Kamis 12 Jan 2017 13:57 WIB

Gubernur BI Puji Kinerja Perekonomian Jatim

Rep: Binti Sholikah/ Red: Nidia Zuraya
Gubernur Bank Indonesia Agus D.W. Martowardojo
Foto: Republika/ Yasin Habibi
Gubernur Bank Indonesia Agus D.W. Martowardojo

REPUBLIKA.CO.ID, SURABAYA -- Gubernur Bank Indonesia (BI) Agus Martowardojo mengapresiasi kinerja perekonomian Provinsi Jawa Timur (Jatim) yang lebih unggul dibandingkan rata-rata nasional. Tolok ukurnya dilihat dari pertumbuhan ekonomi lebih tinggi dan tingkat inflasi rendah.

Agus menyebutkan, pertumbuhan ekonomi Jatim sepanjang 2016 mencapai 5,6 persen lebih tinggi dari nasional yang sebesar 5 persen. Selain itu inflasi Jatim pada tahun 2016 hanya 2,74 persen lebih rendah dibandingkan rata-rata nasional sebesar 3,02 persen. 

"Di Jatim harga-harga yang dikendalikan oleh pemerintah cukup minimum, meskipun tekanan inflasi pada kelompok volatile food meningkat. 

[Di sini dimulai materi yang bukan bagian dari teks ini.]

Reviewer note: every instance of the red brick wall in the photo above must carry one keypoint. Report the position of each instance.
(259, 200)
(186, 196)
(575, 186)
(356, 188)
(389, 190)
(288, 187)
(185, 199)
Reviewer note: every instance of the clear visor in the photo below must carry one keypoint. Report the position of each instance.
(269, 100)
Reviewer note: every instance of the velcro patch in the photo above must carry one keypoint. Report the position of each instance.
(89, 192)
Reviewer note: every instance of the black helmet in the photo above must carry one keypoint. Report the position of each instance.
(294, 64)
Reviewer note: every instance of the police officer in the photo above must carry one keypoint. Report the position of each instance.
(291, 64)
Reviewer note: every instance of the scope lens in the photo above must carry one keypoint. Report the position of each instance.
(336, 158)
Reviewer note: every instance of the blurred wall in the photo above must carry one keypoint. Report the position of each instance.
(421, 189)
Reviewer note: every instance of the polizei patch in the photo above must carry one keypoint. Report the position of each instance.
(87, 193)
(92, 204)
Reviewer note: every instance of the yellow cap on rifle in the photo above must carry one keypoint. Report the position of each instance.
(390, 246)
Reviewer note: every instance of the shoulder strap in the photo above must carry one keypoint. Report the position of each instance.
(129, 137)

Namun Tim Pengendali Inflasi Daerah (TPID) Jatim bisa mengendalikan hal itu dengan baik," katanya seusai acara Serah Terima Jabatan (Sertijab) Kepala Kantor Perwakilan Bank Indonesia (BI) Provinsi Jatim di kantor BI Jatim, Jl Pahlawan No 105, Surabaya, Rabu (11/1).

Menurutnya, pemerintah Indonesia dalam upaya pengendalian inflasi selama dua tahun terakhir ini menunjukkan kondisi yang lebih baik. Sebab, inflasi nasional pada 2015 tercatat sebesar 3,35 persen, turun menjadi 3,02 persen pada 2016. Jika diperhatikan dari komponen inflasi tahun 2016, sumbangan komponen harga barang yang diatur pemerintah (administered prices) cukup rendah. 

"Artinya tidak ada penyesuaian-penyesuaian harga yang dilakukan pemerintah. Bahkan Jatim itu deflasi untuk administered pricesnya," kata Agus menambahkan.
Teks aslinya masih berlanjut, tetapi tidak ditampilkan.